How ill poor Harvey passed through these wit-duels, and how profoundly the wounds inflicted on him and his brothers were felt, appears by his own confessions. In his Foure Letters, after some curious observations on invectives and satires, from those of Archilochus, Lucian, and Aretine, to Skelton and Scoggin, and "the whole venomous and viperous brood of old and new raylers," he proceeds to blame even his beloved friend the gentle Spenser, for the severity of his Mother Hubbard's Tale, a satire on the court. "I must needes say, Mother Hubbard in heat of choller, forgetting the pure sanguine of her Sweete Feary Queene, artfully overshott her malcontent-selfe; as elsewhere I have specified at large, with the good leave of unspotted friendship. — Sallust and Clodius learned of Tully to frame artificiall declamations and patheticall invectives against Tully himselfe, if Mother Hubbard, in the vaine of Chawcer, happen to tel one canicular tale, father Elderton and his son Greene, in the vaine of Skelton or Scoggin, will counterfeit an hundred dogged fables, libels, slaunders, lies, for the whetstone. But many will sooner lose their lives than the least jot of reputation. What mortal feudes, what cruel bloodshed, have been committed for the point of honour and some few courtly ceremonies."

The incidents so plentifully narrated in this Lucianic biography, the very nature of this species of satire throws into doubt, yet they still seem shadowed out from some truths; but the truths who can unravel from the fictions? And thus a narrative is consigned to posterity which involves illustrious characters in an inextricable network of calumny and genius.

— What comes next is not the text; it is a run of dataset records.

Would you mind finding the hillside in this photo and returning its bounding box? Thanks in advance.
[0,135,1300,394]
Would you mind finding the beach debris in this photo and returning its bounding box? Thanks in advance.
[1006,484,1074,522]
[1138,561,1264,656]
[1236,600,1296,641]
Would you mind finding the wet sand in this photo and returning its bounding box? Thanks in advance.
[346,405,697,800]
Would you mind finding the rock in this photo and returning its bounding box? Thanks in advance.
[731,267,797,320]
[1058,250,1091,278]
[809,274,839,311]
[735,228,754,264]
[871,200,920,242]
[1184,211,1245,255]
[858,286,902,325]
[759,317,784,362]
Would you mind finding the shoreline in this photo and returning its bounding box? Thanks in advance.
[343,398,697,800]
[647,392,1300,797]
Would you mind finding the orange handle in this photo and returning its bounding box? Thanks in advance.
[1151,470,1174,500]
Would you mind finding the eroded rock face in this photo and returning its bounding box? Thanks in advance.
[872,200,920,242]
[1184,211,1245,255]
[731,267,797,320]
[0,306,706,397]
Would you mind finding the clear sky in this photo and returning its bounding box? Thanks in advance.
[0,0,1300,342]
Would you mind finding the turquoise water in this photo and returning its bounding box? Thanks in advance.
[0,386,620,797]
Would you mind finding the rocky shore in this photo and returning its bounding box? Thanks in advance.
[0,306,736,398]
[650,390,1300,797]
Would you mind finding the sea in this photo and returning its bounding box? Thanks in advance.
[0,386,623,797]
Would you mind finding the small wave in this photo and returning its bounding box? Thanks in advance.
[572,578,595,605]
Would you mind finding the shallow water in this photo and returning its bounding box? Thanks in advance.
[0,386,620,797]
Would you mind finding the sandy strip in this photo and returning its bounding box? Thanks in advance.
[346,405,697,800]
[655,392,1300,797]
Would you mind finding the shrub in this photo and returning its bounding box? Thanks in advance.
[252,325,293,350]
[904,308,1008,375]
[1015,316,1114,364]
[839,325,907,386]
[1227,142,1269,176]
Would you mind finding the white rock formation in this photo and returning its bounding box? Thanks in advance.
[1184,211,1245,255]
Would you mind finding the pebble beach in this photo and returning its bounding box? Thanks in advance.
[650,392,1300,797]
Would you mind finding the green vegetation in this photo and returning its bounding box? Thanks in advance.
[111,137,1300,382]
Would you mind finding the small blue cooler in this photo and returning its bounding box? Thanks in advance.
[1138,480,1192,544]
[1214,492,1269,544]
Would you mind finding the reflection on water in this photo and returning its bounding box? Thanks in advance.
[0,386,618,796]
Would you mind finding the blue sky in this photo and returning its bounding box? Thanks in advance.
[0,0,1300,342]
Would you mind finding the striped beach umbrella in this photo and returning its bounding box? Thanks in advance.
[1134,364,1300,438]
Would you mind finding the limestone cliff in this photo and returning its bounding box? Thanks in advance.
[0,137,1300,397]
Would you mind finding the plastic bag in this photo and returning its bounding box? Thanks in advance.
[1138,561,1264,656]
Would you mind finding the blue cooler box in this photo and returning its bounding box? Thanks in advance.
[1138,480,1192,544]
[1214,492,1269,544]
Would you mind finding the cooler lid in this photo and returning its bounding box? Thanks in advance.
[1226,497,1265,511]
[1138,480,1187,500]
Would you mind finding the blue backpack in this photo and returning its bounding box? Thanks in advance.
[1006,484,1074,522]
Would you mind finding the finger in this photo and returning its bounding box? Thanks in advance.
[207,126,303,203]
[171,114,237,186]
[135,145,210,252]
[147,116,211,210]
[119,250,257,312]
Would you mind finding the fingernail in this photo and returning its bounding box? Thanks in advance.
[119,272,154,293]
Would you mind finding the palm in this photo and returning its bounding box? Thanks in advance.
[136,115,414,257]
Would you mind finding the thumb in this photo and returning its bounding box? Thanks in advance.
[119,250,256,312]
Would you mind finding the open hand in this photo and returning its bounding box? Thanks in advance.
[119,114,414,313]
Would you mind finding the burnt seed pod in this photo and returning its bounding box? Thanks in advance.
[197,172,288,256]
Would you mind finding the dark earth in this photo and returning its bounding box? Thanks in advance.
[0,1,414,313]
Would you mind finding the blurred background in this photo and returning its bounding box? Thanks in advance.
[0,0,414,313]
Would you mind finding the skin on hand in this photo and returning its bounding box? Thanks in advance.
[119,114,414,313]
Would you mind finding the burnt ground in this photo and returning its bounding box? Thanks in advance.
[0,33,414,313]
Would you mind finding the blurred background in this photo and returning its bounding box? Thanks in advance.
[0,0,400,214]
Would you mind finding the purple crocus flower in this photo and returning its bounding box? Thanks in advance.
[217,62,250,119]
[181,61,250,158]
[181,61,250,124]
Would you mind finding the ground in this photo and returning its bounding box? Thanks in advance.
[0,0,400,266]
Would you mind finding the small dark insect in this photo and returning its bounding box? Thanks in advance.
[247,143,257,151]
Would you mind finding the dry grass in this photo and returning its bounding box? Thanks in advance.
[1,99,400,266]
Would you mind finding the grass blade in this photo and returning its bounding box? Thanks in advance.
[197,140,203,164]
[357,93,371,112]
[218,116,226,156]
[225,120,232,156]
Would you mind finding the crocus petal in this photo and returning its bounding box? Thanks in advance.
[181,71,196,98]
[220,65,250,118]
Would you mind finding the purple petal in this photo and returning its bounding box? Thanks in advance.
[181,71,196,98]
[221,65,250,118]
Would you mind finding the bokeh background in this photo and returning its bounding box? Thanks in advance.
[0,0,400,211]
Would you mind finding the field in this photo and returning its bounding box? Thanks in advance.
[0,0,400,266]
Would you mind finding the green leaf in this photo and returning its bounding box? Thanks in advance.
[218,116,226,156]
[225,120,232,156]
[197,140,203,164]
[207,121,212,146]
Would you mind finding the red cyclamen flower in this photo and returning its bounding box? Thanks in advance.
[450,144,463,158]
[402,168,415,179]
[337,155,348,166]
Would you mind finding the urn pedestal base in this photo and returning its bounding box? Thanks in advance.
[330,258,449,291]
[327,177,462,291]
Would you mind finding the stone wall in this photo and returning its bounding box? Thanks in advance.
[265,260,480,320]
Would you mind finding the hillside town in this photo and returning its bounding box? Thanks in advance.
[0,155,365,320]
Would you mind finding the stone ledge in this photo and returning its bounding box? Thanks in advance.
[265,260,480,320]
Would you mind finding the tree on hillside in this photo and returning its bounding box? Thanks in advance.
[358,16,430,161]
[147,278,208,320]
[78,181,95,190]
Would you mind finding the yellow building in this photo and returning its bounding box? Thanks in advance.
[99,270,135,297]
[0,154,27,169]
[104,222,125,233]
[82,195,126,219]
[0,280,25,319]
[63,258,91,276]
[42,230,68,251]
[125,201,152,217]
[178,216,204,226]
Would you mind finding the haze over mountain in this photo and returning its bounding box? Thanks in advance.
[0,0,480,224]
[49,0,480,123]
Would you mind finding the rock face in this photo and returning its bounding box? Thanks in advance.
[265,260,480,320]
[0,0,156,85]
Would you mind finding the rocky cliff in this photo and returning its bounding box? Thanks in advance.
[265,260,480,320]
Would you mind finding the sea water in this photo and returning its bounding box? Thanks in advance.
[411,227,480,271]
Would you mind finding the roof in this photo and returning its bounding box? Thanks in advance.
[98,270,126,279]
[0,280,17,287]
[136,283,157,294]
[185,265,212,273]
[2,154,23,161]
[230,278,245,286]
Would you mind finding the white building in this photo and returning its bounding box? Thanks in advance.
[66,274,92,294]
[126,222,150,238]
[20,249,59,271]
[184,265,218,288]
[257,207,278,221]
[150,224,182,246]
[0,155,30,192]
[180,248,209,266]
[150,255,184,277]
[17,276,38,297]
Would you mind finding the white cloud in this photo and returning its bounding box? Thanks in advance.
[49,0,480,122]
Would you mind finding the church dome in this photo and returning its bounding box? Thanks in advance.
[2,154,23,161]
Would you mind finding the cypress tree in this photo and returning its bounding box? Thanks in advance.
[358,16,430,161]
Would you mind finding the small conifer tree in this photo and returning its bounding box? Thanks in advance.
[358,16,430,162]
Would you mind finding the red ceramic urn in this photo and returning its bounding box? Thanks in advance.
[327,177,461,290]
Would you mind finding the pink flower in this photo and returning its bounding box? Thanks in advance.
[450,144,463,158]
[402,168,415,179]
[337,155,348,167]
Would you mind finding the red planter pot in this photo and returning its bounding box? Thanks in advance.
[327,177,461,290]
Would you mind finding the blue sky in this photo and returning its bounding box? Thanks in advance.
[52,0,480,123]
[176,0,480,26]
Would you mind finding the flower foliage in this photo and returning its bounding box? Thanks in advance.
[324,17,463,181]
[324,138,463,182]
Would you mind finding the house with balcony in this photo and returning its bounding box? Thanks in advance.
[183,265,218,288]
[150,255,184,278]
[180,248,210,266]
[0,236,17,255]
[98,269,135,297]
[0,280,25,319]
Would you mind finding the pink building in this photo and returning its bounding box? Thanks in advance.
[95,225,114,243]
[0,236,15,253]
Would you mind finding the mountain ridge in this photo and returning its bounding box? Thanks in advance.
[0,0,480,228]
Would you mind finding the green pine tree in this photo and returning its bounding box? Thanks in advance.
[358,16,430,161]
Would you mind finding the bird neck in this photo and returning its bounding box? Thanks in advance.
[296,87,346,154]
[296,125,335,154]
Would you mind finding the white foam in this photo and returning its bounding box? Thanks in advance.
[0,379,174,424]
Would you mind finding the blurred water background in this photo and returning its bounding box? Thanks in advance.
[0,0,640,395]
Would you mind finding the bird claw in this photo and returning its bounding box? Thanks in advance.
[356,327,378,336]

Writers of this class alienate themselves from human kind they break the golden bond which holds them to society, and they live among us like a polished banditti. In these copious extracts, I have not noticed the more criminal insinuations against the Harveys; I have left the grosser slanders untouched. My object has been only to trace the effects of ridicule, and to detect its artifices by which the most dignified characters may be deeply injured at the pleasure of a Ridiculer. The wild mirth of ridicule, aggravating and taunting real imperfections, and fastening imaginary ones on the victim in idle sport or ill-humour, strikes at the most brittle thing in the world, a man's good reputation, for delicate matters which are not under the protection of the law, but in which so much of personal happiness is concerned.